Era para ter iniciado no segundo semestre de 2025 o funcionamento da primeira Escola Municipal Cívico-Militar de Palmeira, voltada a alunos do 1º ao 5º ano do Ensino Fundamental, com idades entre 6 e 10 anos. A unidade escolhida para o projeto-piloto foi a Escola Municipal Professor Gabriel Prestes, localizada no bairro Vila Rosa. A proposta do modelo foi aprovada pela Câmara Municipal ainda em 2023 e previa o início das atividades após o recesso escolar de julho daquele ano.
No entanto, a implantação acabou sendo postergada. Em contato com a secretária municipal de Educação, Dirlene Aparecida Delfrate, por meio do Departamento de Comunicação da Prefeitura de Palmeira, a reportagem da Rádio Cruzeiro questionou se havia estudos técnicos que embasassem a adoção do modelo cívico-militar. Em resposta, a secretária informou que foram realizados estudos na área estrutural da escola, nos quais foram identificadas a necessidade de adequações legais e físicas para viabilizar as mudanças previstas.

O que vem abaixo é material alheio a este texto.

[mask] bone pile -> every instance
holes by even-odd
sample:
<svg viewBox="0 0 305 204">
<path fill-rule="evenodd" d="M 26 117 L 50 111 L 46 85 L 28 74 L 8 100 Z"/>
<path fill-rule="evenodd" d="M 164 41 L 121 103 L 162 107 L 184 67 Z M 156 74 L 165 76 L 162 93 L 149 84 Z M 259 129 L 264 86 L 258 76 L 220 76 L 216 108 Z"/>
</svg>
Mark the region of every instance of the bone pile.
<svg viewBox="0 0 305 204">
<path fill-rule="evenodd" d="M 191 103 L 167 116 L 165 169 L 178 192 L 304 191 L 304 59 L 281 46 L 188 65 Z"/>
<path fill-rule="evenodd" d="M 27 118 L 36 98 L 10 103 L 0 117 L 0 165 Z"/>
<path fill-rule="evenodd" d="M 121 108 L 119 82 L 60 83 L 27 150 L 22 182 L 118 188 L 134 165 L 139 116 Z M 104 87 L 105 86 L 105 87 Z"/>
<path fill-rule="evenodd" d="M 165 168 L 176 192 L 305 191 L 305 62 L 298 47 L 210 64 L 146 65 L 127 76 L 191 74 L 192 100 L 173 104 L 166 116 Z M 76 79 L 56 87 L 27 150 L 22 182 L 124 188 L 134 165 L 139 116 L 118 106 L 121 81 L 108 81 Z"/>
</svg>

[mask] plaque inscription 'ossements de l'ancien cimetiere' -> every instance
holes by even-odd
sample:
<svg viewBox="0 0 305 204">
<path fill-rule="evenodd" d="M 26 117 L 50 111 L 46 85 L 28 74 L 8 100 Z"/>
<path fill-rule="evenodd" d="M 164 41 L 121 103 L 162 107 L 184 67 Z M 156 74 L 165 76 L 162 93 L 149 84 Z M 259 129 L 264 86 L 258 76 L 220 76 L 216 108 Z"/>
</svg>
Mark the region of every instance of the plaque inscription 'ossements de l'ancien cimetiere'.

Entre as exigências apontadas está a criação de cargos específicos para militares, como diretor e assessor, funções que não existiam na estrutura administrativa do município. Segundo a Prefeitura, um projeto de lei com essas alterações foi elaborado, passou por ajustes e está em fase final de tramitação, devendo ser reenviado ao Legislativo para aprovação definitiva.

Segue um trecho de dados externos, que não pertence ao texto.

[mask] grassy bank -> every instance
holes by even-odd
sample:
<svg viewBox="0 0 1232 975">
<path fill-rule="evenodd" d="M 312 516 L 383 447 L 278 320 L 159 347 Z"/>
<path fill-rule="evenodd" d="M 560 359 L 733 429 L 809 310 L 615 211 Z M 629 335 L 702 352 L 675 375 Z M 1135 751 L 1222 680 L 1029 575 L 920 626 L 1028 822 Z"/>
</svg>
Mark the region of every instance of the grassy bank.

Agora, no início do ano letivo de 2026, o modelo deve entrar oficialmente em funcionamento. Decreto municipal nomeia Gilnei Kuhn, para exercer o cargo em comissão de Diretor de Instrução Técnica em Escola Cívico-Militar.

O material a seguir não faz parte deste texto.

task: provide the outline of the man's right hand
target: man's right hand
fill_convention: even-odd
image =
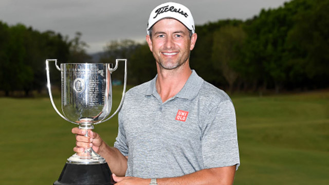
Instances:
[[[85,136],[86,132],[88,132],[88,137]],[[82,154],[85,149],[93,147],[95,152],[98,153],[99,147],[103,141],[99,135],[92,130],[80,129],[78,127],[72,128],[72,133],[76,135],[76,145],[73,150],[78,155]]]

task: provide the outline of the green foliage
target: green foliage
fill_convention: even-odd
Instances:
[[[114,87],[115,111],[122,86]],[[234,184],[327,184],[328,91],[262,98],[232,97],[241,165]],[[60,99],[55,99],[58,107]],[[49,184],[74,152],[76,125],[64,120],[49,98],[0,98],[4,119],[0,140],[2,184]],[[117,117],[95,126],[113,146]]]
[[[239,74],[232,66],[239,62],[239,55],[245,33],[241,26],[225,26],[215,31],[212,47],[212,65],[221,72],[229,84],[229,91]]]
[[[205,80],[230,91],[309,89],[329,86],[329,0],[293,0],[262,10],[245,21],[219,20],[197,26],[190,65]],[[0,22],[0,91],[41,91],[44,61],[92,62],[77,32],[72,40],[51,31],[41,33],[22,24]],[[128,83],[136,85],[156,73],[146,43],[113,41],[100,62],[128,59]],[[99,61],[94,61],[99,62]],[[58,72],[51,68],[54,82]],[[122,79],[123,67],[114,73]],[[56,85],[56,84],[55,84]],[[58,84],[57,84],[58,85]]]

O mesmo ato também designa Edorildo José de Lima, ocupante do cargo efetivo de professor na Secretaria Municipal de Educação, para exercer a função em comissão de Assessor de Apoio à Gestão Cívico-Militar, com efeitos a partir de 3 de fevereiro de 2026.
Apesar da oficialização do modelo, especialistas da área da educação têm apontado restrições à adoção do sistema cívico-militar, especialmente para crianças do Ensino Fundamental I.
Estudos de entidades como universidades públicas, associações de pedagogia e conselhos educacionais indicam que práticas baseadas em hierarquia rígida, disciplina militarizada e padronização de comportamentos podem não ser adequadas ao desenvolvimento infantil nessa faixa etária.
Pesquisas destacam que crianças entre 6 e 10 anos aprendem melhor em ambientes que priorizam a autonomia, o diálogo, a ludicidade e a mediação pedagógica, e não por meio de comandos e estruturas de controle típicas do ambiente militar.
Além disso, não há consenso científico de que o modelo cívico-militar resulte em melhoria consistente no aprendizado, sendo os resultados muitas vezes associados a fatores externos, como seleção de alunos e maior aporte de recursos.